Близилось Рождество. Я простудился и под этим предлогом две недели не показывался на работе. За все это время Карл Розе ни разу не дал о себе знать. Докладную о Юсте он просил представить ему к концу года. А я все еще не выжал из себя ни слова. Ведь даже признай я у Юста самое обычное переутомление, это могло бы стать оружием против него, а я не хотел играть на руку начальнику, чьи цели казались мне все более сомнительными. Я ясно видел, что Матиас Юст близок к умопомешательству, что его попытки скрыть это проваливаются одна за другой, понимал, что его выпады против Карла Розе, скорее всего, просто бред, но все же они посеяли во мне сомнение, заставили подозревать, что я втянут в какую-то темную игру, о правилах которой я ничего не знаю.

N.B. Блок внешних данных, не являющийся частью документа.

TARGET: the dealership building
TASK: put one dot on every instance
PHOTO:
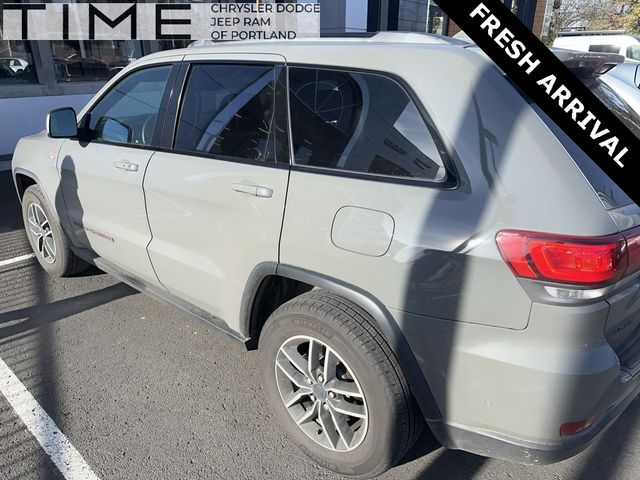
(38, 76)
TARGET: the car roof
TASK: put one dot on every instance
(376, 41)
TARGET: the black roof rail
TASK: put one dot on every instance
(347, 34)
(584, 33)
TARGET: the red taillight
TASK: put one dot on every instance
(572, 260)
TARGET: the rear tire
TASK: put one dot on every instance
(356, 358)
(48, 241)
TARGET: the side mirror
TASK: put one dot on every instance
(62, 123)
(115, 131)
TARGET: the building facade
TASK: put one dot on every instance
(38, 76)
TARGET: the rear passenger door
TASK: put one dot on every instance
(215, 197)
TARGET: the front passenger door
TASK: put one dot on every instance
(216, 202)
(101, 174)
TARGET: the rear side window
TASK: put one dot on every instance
(360, 122)
(234, 112)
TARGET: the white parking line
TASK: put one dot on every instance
(53, 441)
(21, 258)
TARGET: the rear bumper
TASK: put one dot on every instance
(522, 451)
(505, 393)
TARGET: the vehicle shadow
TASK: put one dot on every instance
(31, 303)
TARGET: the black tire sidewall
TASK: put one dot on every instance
(33, 194)
(374, 454)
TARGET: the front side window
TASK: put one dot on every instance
(604, 48)
(360, 122)
(128, 112)
(234, 112)
(633, 52)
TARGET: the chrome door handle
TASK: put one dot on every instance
(128, 166)
(255, 190)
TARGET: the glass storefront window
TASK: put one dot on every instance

Меня не оставляла мысль, что в бредовых измышлениях Юста есть крупица истины. Все это так подействовало на меня, что я не сдал в срок заключение о документах какого-то претендента на место в фирме, а уж чего проще! Что-то мне мешало, и я первый раз испытывал чуть ли не отвращение к своей работе, как будто прорвалось наружу давно копившееся разочарование, в котором я не желал себе признаться. Предрождественские дни оказались еще тоскливей, чем обычно. Истекающие разноцветными гирляндами улицы, шарманка приторных оркестровых мелодий, пропущенных через репродукторы, толпы людей, наводняющие магазины в поисках всякой дребедени, бесконечно, из года в год повторяющаяся праздничная суета. Меня в эти дни одолевали пустые телефонные звонки: сначала в трубку дышали, потом слышался щелчок и гудки. Кто-то хотел поговорить со мной, но не решался. Я почему-то думал, что это женщина. И в подтверждение этой догадки однажды услышал на другом конце провода слабый голосок Линн Сандерсон. Она хотела меня видеть, мы назначили встречу, но через пару часов она позвонила опять и отменила ее. Я намеренно не стал задумываться ни над причинами такой перемены, ни над смыслом целого ряда смутных знаков, которые трудно было не заметить, а предпочел пассивно дожидаться, чтобы то, что неминуемо должно было случиться, случилось как можно дальше от меня.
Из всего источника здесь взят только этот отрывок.